Evet dediği o akşamın sabahında hala yataktaydık ve ben gün ışığında aydınlanan göğüslerine hayranlıkla bakmaya devam ediyordum. Bana bakarak uyandı. 

- Ailemden istenmeyecek miyim?

- İstemezsek gelmeyecek misin?

Şakadan yumruklar atarak üstüme atladı. Vücudumuzda kalan son sıvıları da tüketmek için bir kere daha seviştik. 

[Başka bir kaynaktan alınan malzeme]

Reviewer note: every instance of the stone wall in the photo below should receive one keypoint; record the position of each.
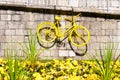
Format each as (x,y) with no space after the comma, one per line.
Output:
(17,17)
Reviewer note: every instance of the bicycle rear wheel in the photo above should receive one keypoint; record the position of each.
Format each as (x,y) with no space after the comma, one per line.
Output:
(46,35)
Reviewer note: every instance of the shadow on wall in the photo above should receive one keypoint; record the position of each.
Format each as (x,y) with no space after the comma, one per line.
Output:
(58,12)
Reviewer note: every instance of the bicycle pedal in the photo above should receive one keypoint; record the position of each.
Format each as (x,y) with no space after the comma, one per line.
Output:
(63,44)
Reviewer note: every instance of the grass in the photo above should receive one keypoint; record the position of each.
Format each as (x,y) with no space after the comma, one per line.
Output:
(106,54)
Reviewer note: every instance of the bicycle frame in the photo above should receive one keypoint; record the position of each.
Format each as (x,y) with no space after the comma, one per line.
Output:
(60,35)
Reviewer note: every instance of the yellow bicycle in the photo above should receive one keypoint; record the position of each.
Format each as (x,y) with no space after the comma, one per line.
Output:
(49,33)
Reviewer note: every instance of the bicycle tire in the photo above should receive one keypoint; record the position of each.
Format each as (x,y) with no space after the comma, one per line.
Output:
(76,51)
(46,35)
(82,33)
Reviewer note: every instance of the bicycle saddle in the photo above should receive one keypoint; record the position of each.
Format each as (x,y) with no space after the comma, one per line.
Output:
(58,18)
(68,19)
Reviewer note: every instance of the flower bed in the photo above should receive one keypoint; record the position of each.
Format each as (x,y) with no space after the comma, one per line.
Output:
(67,69)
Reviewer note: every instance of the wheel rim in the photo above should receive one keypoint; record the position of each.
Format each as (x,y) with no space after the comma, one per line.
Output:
(83,33)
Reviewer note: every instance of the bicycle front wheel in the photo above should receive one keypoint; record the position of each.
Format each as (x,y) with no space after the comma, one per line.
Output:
(46,35)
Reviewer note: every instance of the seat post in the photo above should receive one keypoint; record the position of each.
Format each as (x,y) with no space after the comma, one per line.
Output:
(54,12)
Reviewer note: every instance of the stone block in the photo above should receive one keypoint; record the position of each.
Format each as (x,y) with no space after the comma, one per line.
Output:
(73,3)
(47,53)
(115,38)
(19,32)
(118,27)
(114,3)
(8,38)
(82,3)
(9,32)
(33,2)
(17,39)
(94,46)
(102,3)
(92,3)
(5,17)
(109,32)
(54,53)
(95,25)
(16,17)
(13,25)
(62,2)
(3,25)
(63,53)
(31,25)
(2,53)
(103,39)
(2,32)
(109,25)
(2,38)
(71,53)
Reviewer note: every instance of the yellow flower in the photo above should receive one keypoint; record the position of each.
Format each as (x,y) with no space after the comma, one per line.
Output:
(116,78)
(1,70)
(37,76)
(75,62)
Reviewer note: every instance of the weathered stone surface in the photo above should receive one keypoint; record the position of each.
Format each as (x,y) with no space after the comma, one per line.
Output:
(15,24)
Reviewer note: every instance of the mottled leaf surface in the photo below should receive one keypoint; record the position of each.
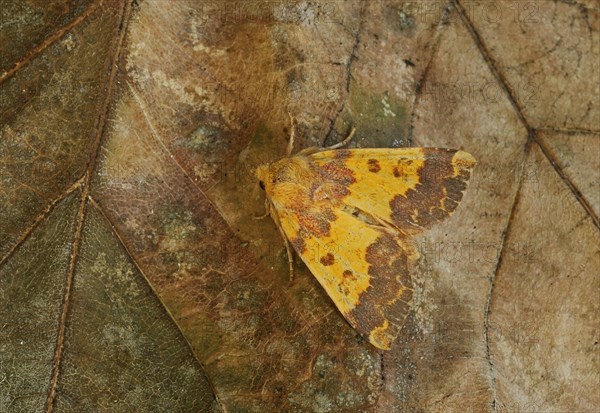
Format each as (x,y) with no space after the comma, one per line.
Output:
(134,277)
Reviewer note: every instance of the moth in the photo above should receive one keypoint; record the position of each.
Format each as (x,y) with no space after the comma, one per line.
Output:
(350,215)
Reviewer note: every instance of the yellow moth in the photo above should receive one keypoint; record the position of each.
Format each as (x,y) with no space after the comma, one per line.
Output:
(350,213)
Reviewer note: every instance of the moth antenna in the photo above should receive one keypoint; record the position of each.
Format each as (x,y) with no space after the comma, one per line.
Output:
(345,141)
(291,141)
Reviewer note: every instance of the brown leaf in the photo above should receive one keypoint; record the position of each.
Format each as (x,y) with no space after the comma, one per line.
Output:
(134,277)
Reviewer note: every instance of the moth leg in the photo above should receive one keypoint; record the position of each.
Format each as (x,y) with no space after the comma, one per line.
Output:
(344,142)
(290,146)
(289,254)
(288,250)
(266,214)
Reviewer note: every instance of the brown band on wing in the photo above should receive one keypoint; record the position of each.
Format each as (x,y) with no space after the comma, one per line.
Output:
(437,194)
(383,307)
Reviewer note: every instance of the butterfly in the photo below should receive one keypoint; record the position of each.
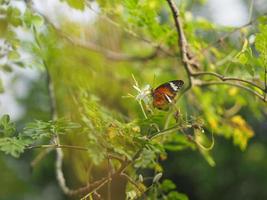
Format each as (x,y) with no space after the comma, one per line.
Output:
(164,94)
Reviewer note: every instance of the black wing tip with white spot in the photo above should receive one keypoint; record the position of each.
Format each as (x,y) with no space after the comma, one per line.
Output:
(176,84)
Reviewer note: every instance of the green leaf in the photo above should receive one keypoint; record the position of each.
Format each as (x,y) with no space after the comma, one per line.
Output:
(77,4)
(177,196)
(7,128)
(13,55)
(13,16)
(157,177)
(13,146)
(261,43)
(40,129)
(1,86)
(167,185)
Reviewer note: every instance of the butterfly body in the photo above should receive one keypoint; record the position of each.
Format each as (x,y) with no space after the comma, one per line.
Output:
(164,94)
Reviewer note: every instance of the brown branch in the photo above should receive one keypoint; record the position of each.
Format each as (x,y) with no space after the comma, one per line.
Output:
(235,85)
(132,182)
(226,35)
(182,42)
(225,78)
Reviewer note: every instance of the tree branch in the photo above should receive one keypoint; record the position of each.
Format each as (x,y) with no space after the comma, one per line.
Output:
(225,78)
(235,85)
(182,42)
(226,35)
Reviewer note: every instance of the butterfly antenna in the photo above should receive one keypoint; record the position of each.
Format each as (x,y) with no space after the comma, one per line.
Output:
(154,80)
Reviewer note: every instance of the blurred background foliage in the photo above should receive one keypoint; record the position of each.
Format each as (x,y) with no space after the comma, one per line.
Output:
(91,64)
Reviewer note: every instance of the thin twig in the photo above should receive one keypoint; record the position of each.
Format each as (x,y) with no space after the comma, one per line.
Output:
(226,35)
(182,42)
(235,85)
(132,182)
(225,78)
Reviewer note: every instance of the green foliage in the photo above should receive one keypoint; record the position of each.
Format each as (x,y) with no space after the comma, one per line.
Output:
(7,128)
(77,4)
(16,144)
(261,43)
(13,146)
(89,87)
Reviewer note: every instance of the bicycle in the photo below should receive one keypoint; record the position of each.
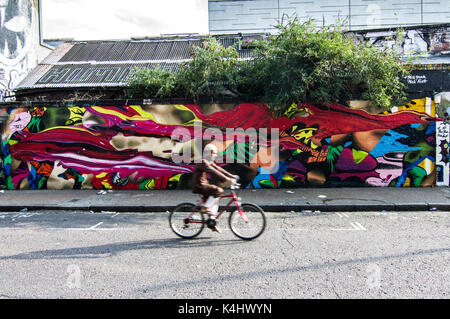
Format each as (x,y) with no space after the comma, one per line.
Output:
(247,222)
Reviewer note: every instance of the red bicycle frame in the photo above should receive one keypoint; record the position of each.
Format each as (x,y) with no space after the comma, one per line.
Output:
(233,198)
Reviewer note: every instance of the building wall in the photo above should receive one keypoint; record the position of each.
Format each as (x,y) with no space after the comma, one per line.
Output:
(248,16)
(142,146)
(20,49)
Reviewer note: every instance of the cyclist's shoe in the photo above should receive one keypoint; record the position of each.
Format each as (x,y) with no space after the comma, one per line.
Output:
(212,224)
(216,229)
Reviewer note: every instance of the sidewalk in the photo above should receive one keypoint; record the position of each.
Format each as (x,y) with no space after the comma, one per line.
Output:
(276,200)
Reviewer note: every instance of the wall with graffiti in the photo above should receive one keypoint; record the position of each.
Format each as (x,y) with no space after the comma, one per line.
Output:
(134,146)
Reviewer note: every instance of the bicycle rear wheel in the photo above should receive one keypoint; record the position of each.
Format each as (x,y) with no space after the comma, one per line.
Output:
(252,228)
(186,221)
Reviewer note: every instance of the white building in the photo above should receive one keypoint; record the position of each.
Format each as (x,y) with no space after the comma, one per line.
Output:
(260,16)
(21,47)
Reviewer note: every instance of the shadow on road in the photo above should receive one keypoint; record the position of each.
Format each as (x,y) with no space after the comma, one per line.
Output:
(287,270)
(114,248)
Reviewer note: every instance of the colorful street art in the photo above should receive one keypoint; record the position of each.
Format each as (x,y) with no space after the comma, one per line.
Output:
(132,146)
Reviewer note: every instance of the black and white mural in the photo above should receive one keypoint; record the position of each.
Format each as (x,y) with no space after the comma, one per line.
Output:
(18,40)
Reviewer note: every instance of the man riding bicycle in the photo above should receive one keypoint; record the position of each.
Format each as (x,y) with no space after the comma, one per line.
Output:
(209,191)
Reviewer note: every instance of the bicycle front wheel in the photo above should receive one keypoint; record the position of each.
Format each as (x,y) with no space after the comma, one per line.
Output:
(253,227)
(186,221)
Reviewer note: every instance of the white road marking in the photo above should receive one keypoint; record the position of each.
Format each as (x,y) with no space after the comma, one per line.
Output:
(96,225)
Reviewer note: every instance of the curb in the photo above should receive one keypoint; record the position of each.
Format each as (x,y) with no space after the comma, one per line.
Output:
(267,208)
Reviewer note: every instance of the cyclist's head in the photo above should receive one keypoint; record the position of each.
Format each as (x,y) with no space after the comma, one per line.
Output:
(210,152)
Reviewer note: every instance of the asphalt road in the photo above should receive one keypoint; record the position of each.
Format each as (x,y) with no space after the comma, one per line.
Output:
(75,254)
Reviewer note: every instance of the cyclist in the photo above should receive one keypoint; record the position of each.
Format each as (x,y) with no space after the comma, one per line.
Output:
(202,186)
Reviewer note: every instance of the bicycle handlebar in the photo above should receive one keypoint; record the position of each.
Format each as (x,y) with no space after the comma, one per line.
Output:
(235,186)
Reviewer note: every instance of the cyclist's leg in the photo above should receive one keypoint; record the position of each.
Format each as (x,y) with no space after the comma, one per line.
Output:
(213,193)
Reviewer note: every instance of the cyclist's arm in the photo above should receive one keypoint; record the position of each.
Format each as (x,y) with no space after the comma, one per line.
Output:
(213,171)
(223,171)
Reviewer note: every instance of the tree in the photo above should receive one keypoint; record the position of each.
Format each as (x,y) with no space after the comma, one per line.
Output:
(212,72)
(303,64)
(300,63)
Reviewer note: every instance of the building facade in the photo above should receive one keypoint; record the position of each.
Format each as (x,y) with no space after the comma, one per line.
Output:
(250,16)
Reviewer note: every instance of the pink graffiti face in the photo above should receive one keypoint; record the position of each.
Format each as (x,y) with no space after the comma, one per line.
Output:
(20,121)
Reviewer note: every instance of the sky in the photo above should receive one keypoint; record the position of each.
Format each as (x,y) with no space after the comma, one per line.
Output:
(122,19)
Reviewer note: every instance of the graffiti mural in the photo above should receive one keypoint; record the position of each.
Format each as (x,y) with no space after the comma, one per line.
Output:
(133,146)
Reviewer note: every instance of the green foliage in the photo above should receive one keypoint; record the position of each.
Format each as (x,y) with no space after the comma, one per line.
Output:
(301,63)
(212,72)
(152,83)
(298,64)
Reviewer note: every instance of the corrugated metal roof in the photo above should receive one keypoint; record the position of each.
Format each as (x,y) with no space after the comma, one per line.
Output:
(110,63)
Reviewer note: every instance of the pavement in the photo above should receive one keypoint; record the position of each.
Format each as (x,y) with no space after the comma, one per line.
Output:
(271,200)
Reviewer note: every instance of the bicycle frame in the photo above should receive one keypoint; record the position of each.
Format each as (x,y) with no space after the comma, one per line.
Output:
(233,199)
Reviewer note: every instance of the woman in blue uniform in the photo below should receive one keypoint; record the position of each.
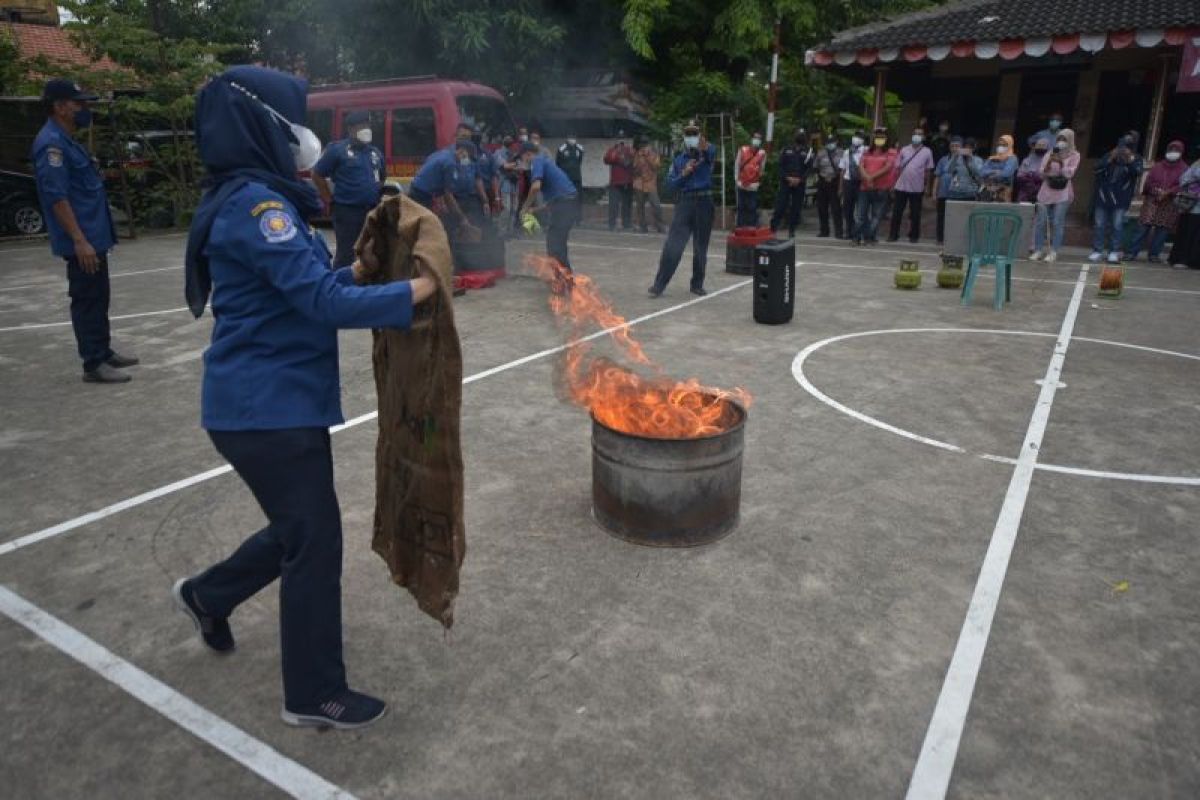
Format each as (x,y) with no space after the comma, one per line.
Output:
(355,166)
(270,386)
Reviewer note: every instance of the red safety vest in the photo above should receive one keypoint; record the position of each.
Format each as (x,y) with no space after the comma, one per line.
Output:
(751,164)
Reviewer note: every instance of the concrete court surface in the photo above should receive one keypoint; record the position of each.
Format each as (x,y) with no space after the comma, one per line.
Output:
(803,656)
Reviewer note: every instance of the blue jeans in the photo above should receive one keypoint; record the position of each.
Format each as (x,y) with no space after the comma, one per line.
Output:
(693,220)
(1108,221)
(1157,236)
(291,473)
(89,311)
(870,212)
(1054,215)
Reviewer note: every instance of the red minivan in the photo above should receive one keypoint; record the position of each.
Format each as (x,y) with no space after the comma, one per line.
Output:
(411,118)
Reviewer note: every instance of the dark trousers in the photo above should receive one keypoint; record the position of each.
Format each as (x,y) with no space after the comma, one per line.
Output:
(89,311)
(787,205)
(850,204)
(748,209)
(347,226)
(693,220)
(563,215)
(912,199)
(291,474)
(621,197)
(829,205)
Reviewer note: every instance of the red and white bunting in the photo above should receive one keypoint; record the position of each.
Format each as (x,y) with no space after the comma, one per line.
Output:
(1008,49)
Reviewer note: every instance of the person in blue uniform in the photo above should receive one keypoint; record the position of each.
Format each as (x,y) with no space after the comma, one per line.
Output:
(691,176)
(441,175)
(557,193)
(81,226)
(357,168)
(270,389)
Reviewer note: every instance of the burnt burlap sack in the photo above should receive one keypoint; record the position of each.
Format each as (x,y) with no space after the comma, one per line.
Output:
(419,521)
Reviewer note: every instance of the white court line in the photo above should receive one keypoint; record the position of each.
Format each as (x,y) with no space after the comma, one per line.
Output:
(60,284)
(931,776)
(171,488)
(252,753)
(144,313)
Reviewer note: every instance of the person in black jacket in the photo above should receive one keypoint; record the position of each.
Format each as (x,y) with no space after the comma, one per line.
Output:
(795,162)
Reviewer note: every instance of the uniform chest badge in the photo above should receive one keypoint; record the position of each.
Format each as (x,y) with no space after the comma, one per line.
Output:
(276,226)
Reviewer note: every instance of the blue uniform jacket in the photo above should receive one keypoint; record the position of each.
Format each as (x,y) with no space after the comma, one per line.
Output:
(556,184)
(701,179)
(273,362)
(357,170)
(65,170)
(436,175)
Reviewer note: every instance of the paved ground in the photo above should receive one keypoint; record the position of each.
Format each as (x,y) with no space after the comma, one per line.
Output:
(803,656)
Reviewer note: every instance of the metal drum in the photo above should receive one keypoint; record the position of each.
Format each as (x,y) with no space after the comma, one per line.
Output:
(667,492)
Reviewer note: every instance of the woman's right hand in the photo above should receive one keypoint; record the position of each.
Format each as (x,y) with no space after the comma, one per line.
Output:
(423,289)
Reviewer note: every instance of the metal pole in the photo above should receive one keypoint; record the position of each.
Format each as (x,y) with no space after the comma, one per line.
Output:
(773,96)
(881,88)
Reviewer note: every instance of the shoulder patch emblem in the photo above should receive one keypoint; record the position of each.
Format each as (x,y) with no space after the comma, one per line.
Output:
(277,226)
(265,205)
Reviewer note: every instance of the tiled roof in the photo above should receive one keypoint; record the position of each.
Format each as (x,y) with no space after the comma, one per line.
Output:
(993,20)
(54,43)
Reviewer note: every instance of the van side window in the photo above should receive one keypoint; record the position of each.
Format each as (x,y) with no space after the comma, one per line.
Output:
(321,121)
(413,132)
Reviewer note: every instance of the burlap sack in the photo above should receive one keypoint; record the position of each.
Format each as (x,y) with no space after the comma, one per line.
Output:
(419,518)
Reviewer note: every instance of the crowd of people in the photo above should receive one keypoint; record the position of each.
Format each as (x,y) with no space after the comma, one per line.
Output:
(862,180)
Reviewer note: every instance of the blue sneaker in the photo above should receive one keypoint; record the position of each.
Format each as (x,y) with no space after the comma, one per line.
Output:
(214,630)
(347,711)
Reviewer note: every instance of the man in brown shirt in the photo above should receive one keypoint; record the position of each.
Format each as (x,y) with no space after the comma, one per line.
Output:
(646,184)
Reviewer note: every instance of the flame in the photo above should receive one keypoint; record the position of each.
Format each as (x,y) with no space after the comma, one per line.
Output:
(616,396)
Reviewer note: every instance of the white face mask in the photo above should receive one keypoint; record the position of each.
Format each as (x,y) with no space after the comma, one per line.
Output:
(306,148)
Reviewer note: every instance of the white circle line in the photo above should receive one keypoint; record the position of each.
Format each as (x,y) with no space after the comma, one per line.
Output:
(807,385)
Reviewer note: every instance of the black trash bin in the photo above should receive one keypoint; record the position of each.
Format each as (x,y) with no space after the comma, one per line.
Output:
(774,282)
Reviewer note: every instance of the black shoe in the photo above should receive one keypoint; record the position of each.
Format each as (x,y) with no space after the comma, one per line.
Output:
(347,711)
(121,361)
(105,374)
(214,630)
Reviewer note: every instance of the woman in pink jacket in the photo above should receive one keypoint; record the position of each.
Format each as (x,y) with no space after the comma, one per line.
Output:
(1055,196)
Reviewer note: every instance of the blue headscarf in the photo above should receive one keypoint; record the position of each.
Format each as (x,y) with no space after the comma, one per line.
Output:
(239,142)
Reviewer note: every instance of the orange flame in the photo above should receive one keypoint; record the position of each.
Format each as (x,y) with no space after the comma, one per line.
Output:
(619,397)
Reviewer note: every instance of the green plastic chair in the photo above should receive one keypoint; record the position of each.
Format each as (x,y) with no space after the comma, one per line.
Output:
(993,236)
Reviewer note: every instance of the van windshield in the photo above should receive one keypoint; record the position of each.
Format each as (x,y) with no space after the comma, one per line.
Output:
(487,114)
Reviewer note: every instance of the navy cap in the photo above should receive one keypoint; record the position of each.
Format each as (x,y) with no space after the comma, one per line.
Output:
(63,89)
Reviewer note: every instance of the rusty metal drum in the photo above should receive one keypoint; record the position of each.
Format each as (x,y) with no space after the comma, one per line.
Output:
(667,492)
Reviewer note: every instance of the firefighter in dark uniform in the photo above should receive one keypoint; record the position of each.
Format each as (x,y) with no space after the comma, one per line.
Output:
(691,176)
(795,162)
(81,226)
(570,160)
(270,390)
(357,168)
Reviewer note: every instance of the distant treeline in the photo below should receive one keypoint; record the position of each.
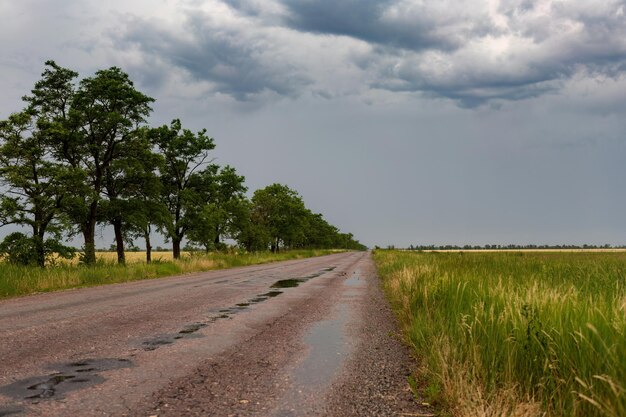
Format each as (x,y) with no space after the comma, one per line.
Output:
(81,155)
(491,247)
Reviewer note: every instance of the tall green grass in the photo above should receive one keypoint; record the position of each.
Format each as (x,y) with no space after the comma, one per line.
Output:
(19,280)
(515,333)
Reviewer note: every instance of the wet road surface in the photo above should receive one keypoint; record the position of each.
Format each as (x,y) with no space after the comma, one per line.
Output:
(305,337)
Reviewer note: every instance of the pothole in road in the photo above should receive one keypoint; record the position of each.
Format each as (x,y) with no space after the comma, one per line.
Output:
(287,283)
(70,377)
(10,411)
(228,312)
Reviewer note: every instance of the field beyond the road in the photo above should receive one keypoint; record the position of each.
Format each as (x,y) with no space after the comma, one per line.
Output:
(515,333)
(22,280)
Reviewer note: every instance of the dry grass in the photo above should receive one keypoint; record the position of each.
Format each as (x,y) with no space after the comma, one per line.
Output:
(18,280)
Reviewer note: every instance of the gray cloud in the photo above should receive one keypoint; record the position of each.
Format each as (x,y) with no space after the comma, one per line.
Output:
(234,61)
(472,52)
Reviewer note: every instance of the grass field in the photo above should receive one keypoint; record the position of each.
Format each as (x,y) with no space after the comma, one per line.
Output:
(522,334)
(18,280)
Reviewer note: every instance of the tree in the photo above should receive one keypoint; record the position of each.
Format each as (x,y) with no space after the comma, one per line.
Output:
(36,184)
(280,210)
(106,112)
(223,195)
(186,176)
(131,185)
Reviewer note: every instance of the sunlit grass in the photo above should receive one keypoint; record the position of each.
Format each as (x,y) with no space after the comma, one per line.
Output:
(515,333)
(19,280)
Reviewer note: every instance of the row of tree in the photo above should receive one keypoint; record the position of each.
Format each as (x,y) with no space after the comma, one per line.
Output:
(81,154)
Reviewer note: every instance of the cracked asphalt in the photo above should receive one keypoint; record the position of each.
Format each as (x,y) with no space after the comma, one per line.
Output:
(296,338)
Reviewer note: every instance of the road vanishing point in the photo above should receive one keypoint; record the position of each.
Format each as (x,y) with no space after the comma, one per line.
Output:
(296,338)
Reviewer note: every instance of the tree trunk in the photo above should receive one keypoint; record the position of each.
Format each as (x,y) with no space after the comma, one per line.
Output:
(176,247)
(119,241)
(41,251)
(146,236)
(89,232)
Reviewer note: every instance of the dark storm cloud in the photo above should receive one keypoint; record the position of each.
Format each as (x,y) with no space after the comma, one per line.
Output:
(234,62)
(472,52)
(384,22)
(451,49)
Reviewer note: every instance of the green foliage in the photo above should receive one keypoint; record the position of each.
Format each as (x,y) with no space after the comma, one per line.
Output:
(186,177)
(81,154)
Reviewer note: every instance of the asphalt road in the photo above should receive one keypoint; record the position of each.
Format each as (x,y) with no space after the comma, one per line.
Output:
(306,337)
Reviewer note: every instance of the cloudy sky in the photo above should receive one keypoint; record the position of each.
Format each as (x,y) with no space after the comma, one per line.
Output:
(402,121)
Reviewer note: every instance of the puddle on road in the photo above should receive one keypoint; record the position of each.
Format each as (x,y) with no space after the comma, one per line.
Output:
(227,312)
(328,348)
(69,377)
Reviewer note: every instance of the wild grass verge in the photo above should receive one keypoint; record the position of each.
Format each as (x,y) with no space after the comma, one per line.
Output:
(515,334)
(19,280)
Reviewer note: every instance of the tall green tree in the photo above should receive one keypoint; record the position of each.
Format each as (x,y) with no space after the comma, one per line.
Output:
(37,185)
(224,197)
(131,184)
(186,177)
(281,211)
(34,188)
(106,112)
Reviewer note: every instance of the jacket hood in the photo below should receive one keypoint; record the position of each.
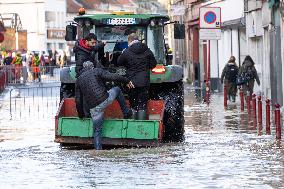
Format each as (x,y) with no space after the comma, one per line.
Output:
(247,63)
(80,44)
(138,48)
(231,63)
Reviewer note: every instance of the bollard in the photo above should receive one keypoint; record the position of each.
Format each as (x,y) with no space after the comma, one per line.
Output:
(242,99)
(268,132)
(254,105)
(259,104)
(248,103)
(207,92)
(225,97)
(277,121)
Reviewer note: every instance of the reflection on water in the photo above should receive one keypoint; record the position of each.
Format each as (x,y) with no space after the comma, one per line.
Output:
(223,149)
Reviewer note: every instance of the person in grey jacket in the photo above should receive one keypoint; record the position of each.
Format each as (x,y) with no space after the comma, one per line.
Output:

Annem ağlayarak, babam gülerek evliliğimizi kutladı. Burcu gerekli telefon görüşmelerini yaptı ve bir hafta sonra annem, Burcu ve ben şoförümün kullandığı araba ile İzmit'e doğru yola çıkmıştık.  Babası tabii ki davetli değildi bu buluşmaya. Erkek kardeşi, yıllar sonra doğan en küçük kardeş ve anne ile tanışacaktık. Arabanın içi annemin aldığı hediyelerden nefes alacak halde değildi. Babasının bu buluşmada olmamasını annemlere sağlık sebebi diye uydurmuştuk. Şehrin lüks lokantalarından birine arabamızı park ettik. Önce koşarak dört beş yaşlarında bir kız çocuğu Burcu'nun dizlerine sarıldı. Sarı kıvırcık saçları ile reklamlardaki çocuk yıldızlar gibi sevimliydi. Sonra yanımıza kadar inen erkek kardeşi ile tanıştım. Annem de yukarda terasta diyen erkek kardeşinin işareti ile ben de yukarı bakıp nazik bir el sallama işareti yaptım. Tesettürlü, ince uzun kadının, uzaktan bile olsa ince fidan gibi gövdesini, yeşil gözlerini, küçük burnunu ve parlayan cildini gören beynim tüm işlemcilerini kapadı.  Kadın da havadaki eli donmuş olarak bize baktı ve hayatımda ilk defa dizlerimin bağı çözülür gibi oldu, arabanın kenarından güç aldığımı belli etmemeye çalışarak ayakta kalmayı başardım. Kadın ise terasın kenarına tutunarak dizlerinin üstüne kayarak bayıldı. Ertesi akşam, anasına bak kızını al esprisini yaptığında kafana bardak atmıştım ya kanka o bardağın kafanı tutmamasına hala üzülüyorum.